程耀轻手轻脚地进了门,小声问:“他好点了吗?”他靠得太近了,秋词紧张地退了一步,低着头看自己的脚尖,小声“嗯嗯”了两声。
“秋词?”床上躺着的人突然迷迷糊糊地叫了一声。
秋词忙小跑过去:“你醒了,喝,喝水吗?”季虞坐起身,接过水杯喝了两口,视线转到程耀身上,眉头皱了起来:“你怎么来了?”“呵呵。”
程耀说:“大家都担心你,我住得近,来看看你。
好点了吗?“”不用看。”
季虞冷漠地说:“这周的比赛我参加不了。”
“这么严重吗?”程耀摸了摸头,可惜道:“怎么就突然伤了腿?”秋词局促地,往阳台那边靠了靠,晚风吹散了屋里弥漫的Alpha信息素味,让他昏昏沉沉的脑袋清明了一阵。
“你走吧。”
季虞突然说。
程耀错愕地看着他,有点尴尬:“我这……”“你呆在这里,他不舒服。”
季虞说。
他?程耀转头去看房间里第三个人,那个Beta正紧张地靠着阳台门,抓着门锁的手指因微微用力而发白。

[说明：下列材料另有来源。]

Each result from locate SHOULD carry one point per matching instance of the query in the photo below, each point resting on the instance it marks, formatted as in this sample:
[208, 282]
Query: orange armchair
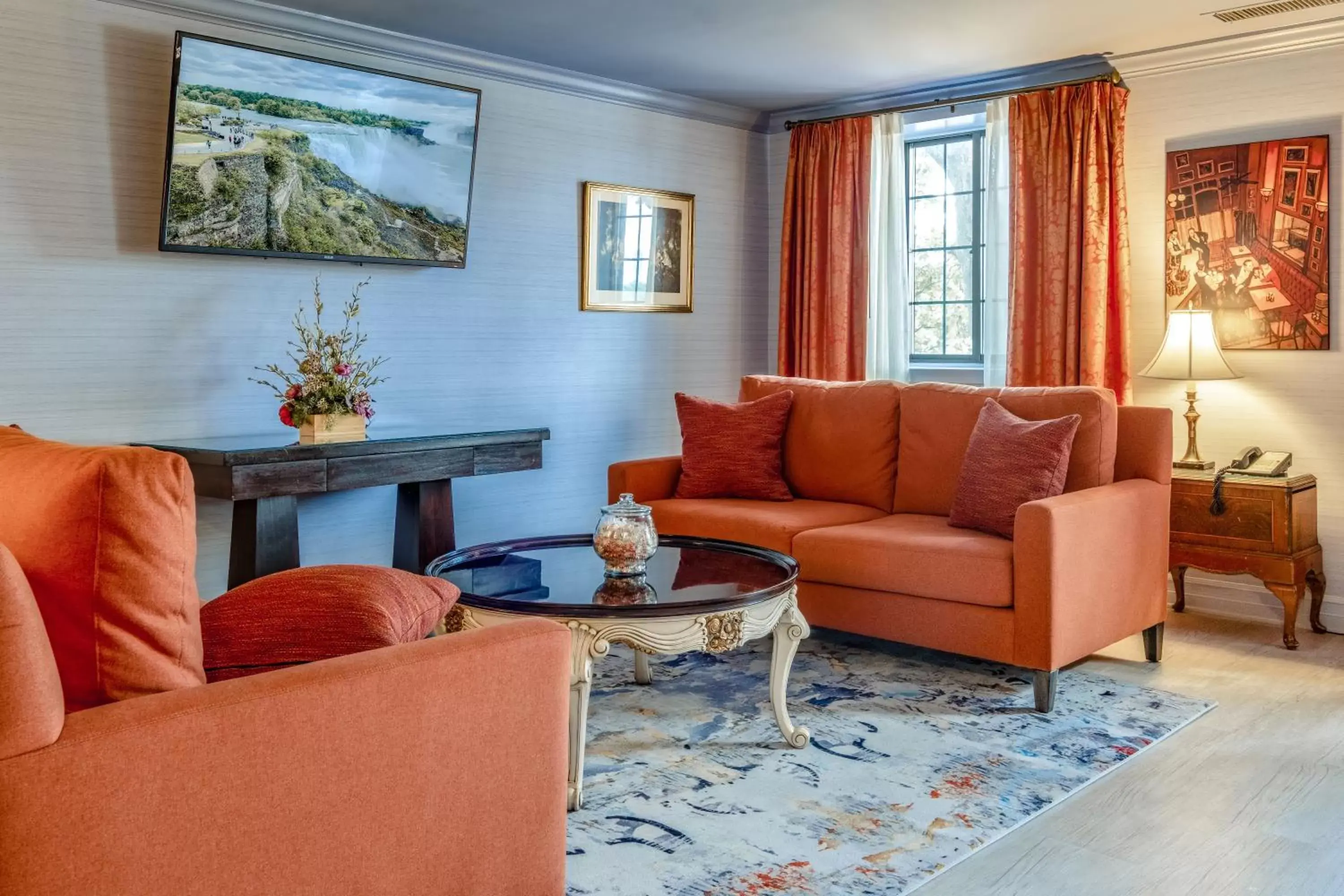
[428, 767]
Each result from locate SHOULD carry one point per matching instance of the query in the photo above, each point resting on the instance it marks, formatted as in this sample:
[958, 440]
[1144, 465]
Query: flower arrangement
[331, 378]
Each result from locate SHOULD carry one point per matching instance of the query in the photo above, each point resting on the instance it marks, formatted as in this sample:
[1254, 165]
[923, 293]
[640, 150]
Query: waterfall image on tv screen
[280, 155]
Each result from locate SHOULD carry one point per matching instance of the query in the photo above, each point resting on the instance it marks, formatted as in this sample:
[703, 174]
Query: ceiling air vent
[1238, 14]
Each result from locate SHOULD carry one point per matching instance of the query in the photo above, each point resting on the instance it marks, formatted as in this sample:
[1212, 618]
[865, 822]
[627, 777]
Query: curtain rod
[916, 107]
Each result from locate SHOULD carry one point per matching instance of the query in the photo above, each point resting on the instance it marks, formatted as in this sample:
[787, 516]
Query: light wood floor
[1248, 800]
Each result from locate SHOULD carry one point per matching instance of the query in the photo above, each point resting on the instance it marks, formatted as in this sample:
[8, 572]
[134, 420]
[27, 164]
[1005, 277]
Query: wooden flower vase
[332, 428]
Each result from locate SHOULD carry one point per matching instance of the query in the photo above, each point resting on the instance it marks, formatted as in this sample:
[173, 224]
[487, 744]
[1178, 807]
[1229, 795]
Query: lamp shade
[1190, 351]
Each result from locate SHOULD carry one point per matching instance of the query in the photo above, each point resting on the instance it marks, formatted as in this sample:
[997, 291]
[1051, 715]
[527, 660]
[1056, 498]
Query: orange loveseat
[421, 769]
[874, 469]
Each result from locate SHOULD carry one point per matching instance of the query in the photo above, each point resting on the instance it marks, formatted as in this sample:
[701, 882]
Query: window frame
[978, 242]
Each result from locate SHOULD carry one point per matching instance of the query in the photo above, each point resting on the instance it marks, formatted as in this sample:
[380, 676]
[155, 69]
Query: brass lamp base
[1191, 461]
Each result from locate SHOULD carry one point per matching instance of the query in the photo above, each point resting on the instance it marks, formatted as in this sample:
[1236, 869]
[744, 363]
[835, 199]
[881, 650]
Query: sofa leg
[1154, 642]
[1045, 685]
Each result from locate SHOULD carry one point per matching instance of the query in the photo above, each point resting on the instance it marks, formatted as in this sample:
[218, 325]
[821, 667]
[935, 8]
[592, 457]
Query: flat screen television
[273, 154]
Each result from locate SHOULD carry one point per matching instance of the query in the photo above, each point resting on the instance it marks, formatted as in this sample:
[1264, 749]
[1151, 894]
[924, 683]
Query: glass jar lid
[627, 507]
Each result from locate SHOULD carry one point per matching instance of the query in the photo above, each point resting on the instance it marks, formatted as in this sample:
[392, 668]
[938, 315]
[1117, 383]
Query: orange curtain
[1069, 275]
[824, 252]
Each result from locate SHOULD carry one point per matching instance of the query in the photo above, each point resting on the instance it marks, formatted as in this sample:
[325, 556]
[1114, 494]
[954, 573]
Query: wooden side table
[1268, 531]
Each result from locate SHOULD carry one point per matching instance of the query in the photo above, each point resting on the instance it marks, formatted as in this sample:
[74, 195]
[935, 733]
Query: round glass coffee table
[698, 594]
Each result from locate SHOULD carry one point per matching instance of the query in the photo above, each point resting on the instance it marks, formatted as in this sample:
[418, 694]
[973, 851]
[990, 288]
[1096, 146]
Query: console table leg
[1316, 582]
[424, 524]
[1179, 582]
[264, 538]
[1289, 595]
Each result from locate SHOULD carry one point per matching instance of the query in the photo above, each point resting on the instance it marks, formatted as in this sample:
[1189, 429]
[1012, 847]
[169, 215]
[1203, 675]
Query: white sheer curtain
[889, 281]
[994, 324]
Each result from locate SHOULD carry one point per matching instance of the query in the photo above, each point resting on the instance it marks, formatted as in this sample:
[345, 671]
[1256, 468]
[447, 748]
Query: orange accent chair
[874, 468]
[420, 769]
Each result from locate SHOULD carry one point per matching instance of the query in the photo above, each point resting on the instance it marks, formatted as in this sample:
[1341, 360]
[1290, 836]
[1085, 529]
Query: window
[945, 195]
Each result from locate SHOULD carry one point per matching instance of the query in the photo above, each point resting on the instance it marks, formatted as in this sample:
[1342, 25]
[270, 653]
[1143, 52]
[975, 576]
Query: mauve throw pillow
[318, 613]
[1010, 461]
[733, 450]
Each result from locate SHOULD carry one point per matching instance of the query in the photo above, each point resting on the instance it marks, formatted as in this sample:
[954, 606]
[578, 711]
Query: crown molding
[283, 22]
[949, 92]
[1217, 52]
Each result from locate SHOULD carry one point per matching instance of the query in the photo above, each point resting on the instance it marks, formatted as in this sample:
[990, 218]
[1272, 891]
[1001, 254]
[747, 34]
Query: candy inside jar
[625, 538]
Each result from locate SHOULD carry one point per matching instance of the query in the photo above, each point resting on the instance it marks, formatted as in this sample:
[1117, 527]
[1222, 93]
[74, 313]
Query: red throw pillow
[316, 613]
[1010, 461]
[733, 450]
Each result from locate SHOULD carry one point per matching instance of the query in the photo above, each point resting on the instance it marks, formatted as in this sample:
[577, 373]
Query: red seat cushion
[107, 538]
[733, 450]
[1010, 461]
[318, 613]
[910, 554]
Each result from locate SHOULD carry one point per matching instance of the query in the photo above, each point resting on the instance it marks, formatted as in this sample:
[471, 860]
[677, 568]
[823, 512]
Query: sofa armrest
[1089, 569]
[648, 480]
[431, 767]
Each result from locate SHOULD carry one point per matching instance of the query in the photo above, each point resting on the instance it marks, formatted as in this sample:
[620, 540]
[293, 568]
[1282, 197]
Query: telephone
[1249, 461]
[1252, 461]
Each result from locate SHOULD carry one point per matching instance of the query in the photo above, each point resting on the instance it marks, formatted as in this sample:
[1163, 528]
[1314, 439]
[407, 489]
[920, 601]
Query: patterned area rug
[917, 759]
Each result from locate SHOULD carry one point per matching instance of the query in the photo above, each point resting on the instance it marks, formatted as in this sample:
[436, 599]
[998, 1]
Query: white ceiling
[773, 54]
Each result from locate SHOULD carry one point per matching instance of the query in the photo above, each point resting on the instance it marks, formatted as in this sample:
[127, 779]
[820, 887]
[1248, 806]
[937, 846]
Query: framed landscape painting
[273, 154]
[639, 248]
[1248, 238]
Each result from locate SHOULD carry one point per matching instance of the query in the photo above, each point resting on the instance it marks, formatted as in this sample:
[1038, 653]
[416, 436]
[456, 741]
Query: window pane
[929, 179]
[959, 330]
[960, 220]
[928, 222]
[959, 276]
[928, 338]
[928, 277]
[960, 166]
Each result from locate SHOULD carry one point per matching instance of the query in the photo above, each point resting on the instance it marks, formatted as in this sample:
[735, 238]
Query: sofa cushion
[761, 523]
[33, 710]
[318, 613]
[107, 538]
[1092, 461]
[840, 444]
[910, 554]
[937, 421]
[733, 450]
[1010, 462]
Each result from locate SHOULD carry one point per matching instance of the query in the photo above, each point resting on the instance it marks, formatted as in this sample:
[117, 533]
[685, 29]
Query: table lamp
[1190, 353]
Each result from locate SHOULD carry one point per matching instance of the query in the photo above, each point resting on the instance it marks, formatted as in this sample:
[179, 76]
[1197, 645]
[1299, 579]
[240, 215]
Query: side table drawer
[1249, 519]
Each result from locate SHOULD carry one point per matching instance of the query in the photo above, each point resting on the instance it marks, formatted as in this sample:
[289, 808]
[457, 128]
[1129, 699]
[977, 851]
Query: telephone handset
[1250, 461]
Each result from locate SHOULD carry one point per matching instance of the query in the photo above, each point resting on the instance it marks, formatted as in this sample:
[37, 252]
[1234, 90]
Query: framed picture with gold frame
[639, 249]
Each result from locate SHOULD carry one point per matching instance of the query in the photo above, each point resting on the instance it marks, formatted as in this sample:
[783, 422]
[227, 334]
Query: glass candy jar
[625, 538]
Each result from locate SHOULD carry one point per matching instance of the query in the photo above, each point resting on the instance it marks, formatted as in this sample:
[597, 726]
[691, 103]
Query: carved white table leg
[788, 632]
[592, 638]
[585, 646]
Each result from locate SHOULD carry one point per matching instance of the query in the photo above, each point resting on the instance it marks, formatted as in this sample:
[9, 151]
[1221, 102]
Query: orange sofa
[421, 769]
[874, 469]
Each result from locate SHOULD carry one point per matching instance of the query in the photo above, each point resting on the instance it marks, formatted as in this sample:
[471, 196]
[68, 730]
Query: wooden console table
[264, 477]
[1268, 531]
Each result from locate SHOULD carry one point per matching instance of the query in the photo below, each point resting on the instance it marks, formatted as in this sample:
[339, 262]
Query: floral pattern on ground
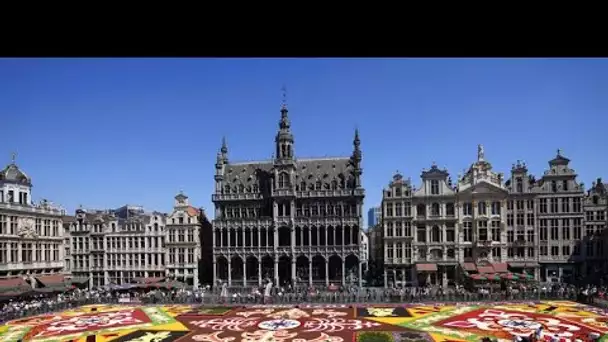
[419, 322]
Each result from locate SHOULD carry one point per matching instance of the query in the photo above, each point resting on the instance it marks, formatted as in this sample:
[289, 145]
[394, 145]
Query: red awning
[149, 280]
[426, 267]
[469, 266]
[52, 280]
[485, 269]
[501, 267]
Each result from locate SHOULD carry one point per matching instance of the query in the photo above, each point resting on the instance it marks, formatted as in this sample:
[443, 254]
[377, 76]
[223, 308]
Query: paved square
[316, 323]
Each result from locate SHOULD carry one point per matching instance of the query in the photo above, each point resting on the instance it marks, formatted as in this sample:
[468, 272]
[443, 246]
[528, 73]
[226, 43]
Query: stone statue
[267, 289]
[224, 292]
[26, 227]
[480, 152]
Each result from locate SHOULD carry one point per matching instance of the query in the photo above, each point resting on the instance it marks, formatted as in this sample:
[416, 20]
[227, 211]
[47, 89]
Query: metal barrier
[301, 299]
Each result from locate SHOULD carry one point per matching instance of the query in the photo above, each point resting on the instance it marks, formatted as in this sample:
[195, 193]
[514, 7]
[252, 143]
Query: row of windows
[85, 243]
[320, 209]
[28, 252]
[568, 205]
[9, 225]
[119, 260]
[592, 249]
[599, 215]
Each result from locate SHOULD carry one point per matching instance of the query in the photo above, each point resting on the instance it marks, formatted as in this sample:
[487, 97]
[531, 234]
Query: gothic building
[288, 220]
[31, 234]
[488, 225]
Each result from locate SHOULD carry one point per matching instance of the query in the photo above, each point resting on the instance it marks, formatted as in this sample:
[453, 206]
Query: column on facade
[310, 236]
[229, 272]
[276, 271]
[385, 278]
[214, 271]
[360, 274]
[326, 272]
[244, 272]
[259, 229]
[259, 268]
[343, 271]
[318, 236]
[309, 272]
[213, 237]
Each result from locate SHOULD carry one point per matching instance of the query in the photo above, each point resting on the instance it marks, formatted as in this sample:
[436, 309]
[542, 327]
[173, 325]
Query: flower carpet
[567, 321]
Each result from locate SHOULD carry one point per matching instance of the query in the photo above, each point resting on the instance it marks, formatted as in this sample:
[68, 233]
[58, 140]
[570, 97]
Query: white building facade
[183, 242]
[31, 235]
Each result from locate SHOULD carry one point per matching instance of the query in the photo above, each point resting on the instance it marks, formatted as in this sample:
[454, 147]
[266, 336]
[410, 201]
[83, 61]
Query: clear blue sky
[105, 132]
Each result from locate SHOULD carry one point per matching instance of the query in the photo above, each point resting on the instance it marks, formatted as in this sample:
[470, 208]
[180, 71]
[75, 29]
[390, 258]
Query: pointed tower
[284, 139]
[224, 150]
[355, 159]
[220, 165]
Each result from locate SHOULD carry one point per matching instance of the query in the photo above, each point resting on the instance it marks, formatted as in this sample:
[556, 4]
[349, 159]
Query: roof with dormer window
[13, 174]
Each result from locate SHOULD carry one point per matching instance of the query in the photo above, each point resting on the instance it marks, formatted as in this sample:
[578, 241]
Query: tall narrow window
[434, 187]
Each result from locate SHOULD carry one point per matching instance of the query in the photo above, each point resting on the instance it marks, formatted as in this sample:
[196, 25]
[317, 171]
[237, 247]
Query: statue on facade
[25, 228]
[267, 289]
[224, 292]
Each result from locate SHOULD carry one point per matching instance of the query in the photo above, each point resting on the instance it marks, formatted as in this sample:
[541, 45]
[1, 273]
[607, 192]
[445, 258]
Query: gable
[484, 187]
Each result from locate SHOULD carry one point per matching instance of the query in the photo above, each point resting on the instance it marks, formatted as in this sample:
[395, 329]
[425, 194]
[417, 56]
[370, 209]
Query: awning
[478, 277]
[501, 267]
[485, 269]
[149, 280]
[171, 284]
[78, 280]
[469, 266]
[14, 285]
[54, 280]
[426, 267]
[523, 264]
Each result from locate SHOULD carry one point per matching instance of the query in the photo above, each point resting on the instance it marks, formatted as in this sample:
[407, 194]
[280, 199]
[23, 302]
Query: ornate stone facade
[289, 220]
[31, 235]
[433, 232]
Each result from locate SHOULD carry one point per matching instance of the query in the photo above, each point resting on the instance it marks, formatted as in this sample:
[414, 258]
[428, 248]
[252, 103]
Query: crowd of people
[44, 303]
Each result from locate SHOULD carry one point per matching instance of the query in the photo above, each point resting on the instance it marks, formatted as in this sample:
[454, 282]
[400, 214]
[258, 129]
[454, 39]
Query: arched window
[334, 184]
[283, 180]
[421, 210]
[435, 234]
[318, 185]
[435, 209]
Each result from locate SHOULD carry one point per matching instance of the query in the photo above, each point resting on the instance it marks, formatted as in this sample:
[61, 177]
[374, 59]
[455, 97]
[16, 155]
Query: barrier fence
[295, 299]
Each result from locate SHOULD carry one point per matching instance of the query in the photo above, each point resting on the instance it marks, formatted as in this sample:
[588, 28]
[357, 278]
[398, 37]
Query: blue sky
[105, 132]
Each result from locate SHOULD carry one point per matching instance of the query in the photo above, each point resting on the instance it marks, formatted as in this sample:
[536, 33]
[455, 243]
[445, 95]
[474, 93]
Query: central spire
[284, 139]
[284, 124]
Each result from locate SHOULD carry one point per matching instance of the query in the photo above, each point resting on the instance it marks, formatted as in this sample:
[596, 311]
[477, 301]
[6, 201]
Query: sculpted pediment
[484, 188]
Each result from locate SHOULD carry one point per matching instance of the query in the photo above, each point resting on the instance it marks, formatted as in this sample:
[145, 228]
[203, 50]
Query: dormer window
[519, 185]
[434, 187]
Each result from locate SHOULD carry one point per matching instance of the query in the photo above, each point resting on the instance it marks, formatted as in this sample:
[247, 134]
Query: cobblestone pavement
[440, 322]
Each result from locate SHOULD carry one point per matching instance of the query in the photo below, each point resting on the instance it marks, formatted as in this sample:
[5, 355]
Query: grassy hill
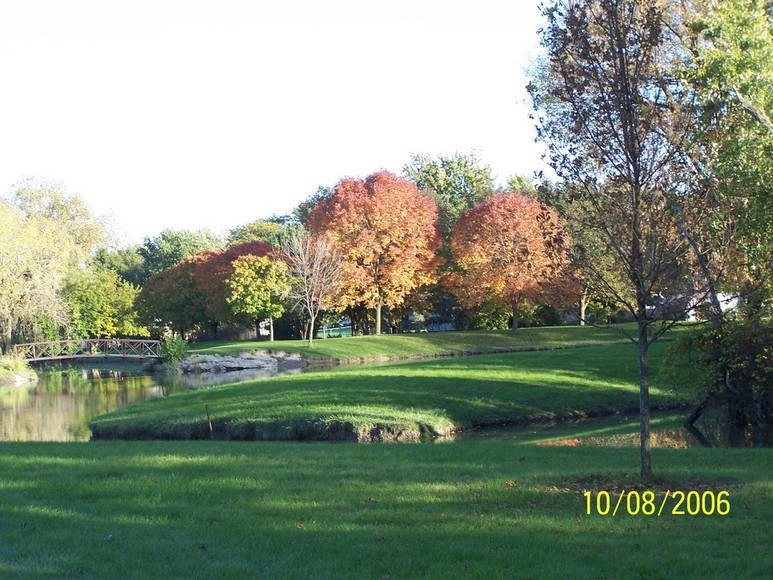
[401, 400]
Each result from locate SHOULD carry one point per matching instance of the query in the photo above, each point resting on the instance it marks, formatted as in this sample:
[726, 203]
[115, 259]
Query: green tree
[457, 182]
[80, 233]
[126, 262]
[33, 266]
[102, 306]
[303, 210]
[259, 288]
[263, 230]
[731, 75]
[171, 247]
[173, 298]
[606, 106]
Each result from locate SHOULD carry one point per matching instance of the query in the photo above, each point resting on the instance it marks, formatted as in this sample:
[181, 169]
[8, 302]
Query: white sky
[196, 114]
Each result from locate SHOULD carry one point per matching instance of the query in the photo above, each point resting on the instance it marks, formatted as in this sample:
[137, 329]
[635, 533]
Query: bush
[733, 364]
[173, 350]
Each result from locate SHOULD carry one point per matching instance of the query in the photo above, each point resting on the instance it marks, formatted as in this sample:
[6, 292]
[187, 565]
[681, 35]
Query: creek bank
[271, 362]
[319, 430]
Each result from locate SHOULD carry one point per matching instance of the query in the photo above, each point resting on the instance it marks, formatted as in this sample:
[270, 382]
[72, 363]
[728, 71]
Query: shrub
[173, 350]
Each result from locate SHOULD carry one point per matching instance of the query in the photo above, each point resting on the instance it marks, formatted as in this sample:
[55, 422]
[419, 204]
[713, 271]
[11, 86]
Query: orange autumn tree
[387, 230]
[509, 249]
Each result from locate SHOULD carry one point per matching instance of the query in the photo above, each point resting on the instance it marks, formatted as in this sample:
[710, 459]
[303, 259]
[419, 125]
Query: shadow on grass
[473, 510]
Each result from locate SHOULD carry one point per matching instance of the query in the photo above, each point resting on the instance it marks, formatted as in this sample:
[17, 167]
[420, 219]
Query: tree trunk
[378, 317]
[7, 337]
[644, 402]
[583, 306]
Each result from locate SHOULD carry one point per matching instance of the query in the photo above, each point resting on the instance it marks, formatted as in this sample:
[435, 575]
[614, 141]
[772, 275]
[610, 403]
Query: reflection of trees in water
[58, 407]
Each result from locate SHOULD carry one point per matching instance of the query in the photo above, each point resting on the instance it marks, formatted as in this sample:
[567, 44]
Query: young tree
[606, 107]
[314, 265]
[258, 288]
[510, 249]
[387, 231]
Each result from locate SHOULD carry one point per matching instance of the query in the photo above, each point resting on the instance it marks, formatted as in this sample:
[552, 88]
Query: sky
[191, 114]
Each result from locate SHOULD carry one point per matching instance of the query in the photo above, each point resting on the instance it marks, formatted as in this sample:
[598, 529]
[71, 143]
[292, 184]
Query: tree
[509, 249]
[102, 306]
[303, 210]
[32, 271]
[213, 271]
[458, 182]
[314, 265]
[126, 262]
[731, 76]
[173, 298]
[259, 286]
[387, 231]
[80, 233]
[607, 107]
[171, 247]
[263, 230]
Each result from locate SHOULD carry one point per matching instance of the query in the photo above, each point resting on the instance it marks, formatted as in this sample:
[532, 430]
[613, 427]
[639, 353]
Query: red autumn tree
[387, 230]
[508, 249]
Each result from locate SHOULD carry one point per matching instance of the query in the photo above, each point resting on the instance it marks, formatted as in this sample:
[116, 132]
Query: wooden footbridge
[89, 348]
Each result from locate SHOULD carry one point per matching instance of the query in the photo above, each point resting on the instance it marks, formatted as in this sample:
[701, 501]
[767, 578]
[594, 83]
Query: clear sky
[210, 114]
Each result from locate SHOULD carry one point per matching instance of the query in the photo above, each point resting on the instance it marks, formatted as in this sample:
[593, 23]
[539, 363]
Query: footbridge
[89, 348]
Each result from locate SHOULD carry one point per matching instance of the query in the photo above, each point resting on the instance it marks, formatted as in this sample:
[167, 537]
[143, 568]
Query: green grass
[427, 344]
[409, 398]
[473, 509]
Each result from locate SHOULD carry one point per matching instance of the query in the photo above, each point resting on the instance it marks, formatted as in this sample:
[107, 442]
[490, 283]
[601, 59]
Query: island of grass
[552, 378]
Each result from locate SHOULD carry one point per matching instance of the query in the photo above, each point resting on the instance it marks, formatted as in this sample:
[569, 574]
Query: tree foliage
[315, 269]
[32, 271]
[731, 76]
[263, 230]
[173, 298]
[102, 306]
[171, 247]
[608, 108]
[457, 182]
[259, 287]
[387, 231]
[508, 250]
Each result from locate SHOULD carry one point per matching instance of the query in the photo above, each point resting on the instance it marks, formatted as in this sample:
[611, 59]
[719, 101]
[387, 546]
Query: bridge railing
[86, 348]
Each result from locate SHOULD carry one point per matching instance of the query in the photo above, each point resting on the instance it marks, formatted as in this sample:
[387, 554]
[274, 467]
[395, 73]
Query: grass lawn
[469, 509]
[427, 344]
[403, 399]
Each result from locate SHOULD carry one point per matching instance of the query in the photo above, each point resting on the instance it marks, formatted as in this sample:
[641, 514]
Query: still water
[60, 404]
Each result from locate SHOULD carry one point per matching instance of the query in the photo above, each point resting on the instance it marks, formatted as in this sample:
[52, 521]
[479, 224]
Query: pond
[666, 429]
[60, 404]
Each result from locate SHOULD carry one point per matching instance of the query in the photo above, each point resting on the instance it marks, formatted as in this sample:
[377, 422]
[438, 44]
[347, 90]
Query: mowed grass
[408, 399]
[471, 509]
[427, 344]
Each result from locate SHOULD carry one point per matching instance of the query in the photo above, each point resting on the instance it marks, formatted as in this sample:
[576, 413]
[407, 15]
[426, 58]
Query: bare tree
[607, 108]
[315, 270]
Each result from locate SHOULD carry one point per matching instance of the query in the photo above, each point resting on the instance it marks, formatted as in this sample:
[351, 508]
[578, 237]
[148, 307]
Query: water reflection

上次他发了一点关于他的事,就被季虞拉黑了,到现在还没被放出来。
出于某些原因,他厚着脸皮继续和季虞套近乎,勉强维持着目前不冷不淡的普通队友关系。
程耀不喜欢Beta,更不喜欢一个劣迹斑斑的Beta。
他只是不明白,秋词哪来的魅力,吸引一个又一个Alpha为他出头?不会吧?他在心里嗤笑,季虞就算要搞AB恋,也不会真的喜欢这种人吧?别人的破鞋他也要啊?“秋词?”他玩味地问:“我们是不是在哪见过啊?我是珠贝三高的,你呢?”“哐当”一声响,那是秋词不小心撞在门板上的声音,这个弱小的Beta发着抖,好像要把自己藏到门板里去。
“程耀。”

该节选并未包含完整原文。